Должен ты, брат Мишутка, сейчас меня туда вести в провожатых.
Я спрашиваю:
- Это вы, дяденька, мне говорите?
Он отвечает:
- Известно, тебе. Кто же еще, кроме тебя, Мишутка? Ну, а если
обижаешься, так, пожалуй, назову тебя Михаиле Михайлович: окажи родственную
услугу - проводи, сделай милость, на чужой стороне дядю родного.
Я откашлянулся и вежливо отвечаю:
- Это, дяденька, состоит не в том расчислении: я ничем не обижаюсь и
готов со всей моей радостью, но я сам собой не владею, а как маменька
прикажет.
Маменьке же это совершенно не понравилось.
- Зачем,- говорит,- вам, братец, в такую компанию с собой Мишу брать?
Можно сделать, что вас другой кто-нибудь проводит.

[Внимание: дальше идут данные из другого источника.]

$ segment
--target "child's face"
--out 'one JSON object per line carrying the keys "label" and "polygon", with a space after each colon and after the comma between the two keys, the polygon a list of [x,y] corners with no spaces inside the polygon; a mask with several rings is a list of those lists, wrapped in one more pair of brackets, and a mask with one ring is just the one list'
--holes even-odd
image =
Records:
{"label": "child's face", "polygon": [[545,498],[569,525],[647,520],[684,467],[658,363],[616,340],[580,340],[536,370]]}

- Мне с племянником-то приличней ходить.
- Ну, что он еще знает!
Да небось все знает. Мишутка, знаешь все?
Я застыдился.
- Нет,- говорю,- я всего знать не могу.
- Почему же так?
- Маменька не позволяют.
- Вот так дело! А как ты думаешь: родной дядя всегда может во всем
племянником руководствовать или нет? Разумеется, может. Одевайся же сейчас и
пойдем во все следы, пока дойдем до беды.
Я то тронусь, то стою, как пень: и его слушаю, и вижу, что маменька ни
за что не хотят меня отпустить.
- У нас, - говорят,- Миша еще млад, и со двора он в вечернее время
никуда выходить не обык. Зачем же тебе его непременно? Теперь не оглянешься,
как и сумерки, и воровской час будет.
Но тут дядя на них даже и покричал:
- Да полно вам, в самом деле, дурачиться! Что вы это парня в бабьем
рукаве парите! Малый вырос такой, что вола убить может, а вы его все в
детках бережете. Это одна ваша женская глупость, а он у вас от этого хуже
будет. Ему надо развитие сил жизни иметь и утверждение характера, а мне он
нужен потому, что, помилуй бог, на меня в самом деле в темноте или
где-нибудь в закоулке ваши орловские воры нападут или полиция обходом
встретится - так ведь со мной все наши деньги на хлопоты... Ведь сумма есть,
чтобы и оборванного дьякона монашкам сбыть, и себе сманить сильного...
Неужели же вы, родные сестры, столь безродственны, что хотите, чтобы меня,
брата вашего, по голове огрели или в полицию бы забрали, а там бы я после
безо всего оказался?
Матушка говорит:
- Боже от этого сохрани - не в одном Ельце уважают родственность! Но ты
возьми с собой приказчика или даже хоть двух молодцов из трепачей. У нас
трепачи из кромчан страсть очень сильные, фунтов по восьми в день одного
хлеба едят без приварка.
Дядя не захотел.
- На что,- говорит,- мне годятся наемные люди? Это вам, сестрам, даже
стыдно и говорить, а мне с ними идти стыдно и страшно. Кромчане! Хороши тоже
люди называются! Они пойдут провожать, да сами же первые и убьют, а Миша мне
племянник,- мне с ним по крайней мере смело и прилично.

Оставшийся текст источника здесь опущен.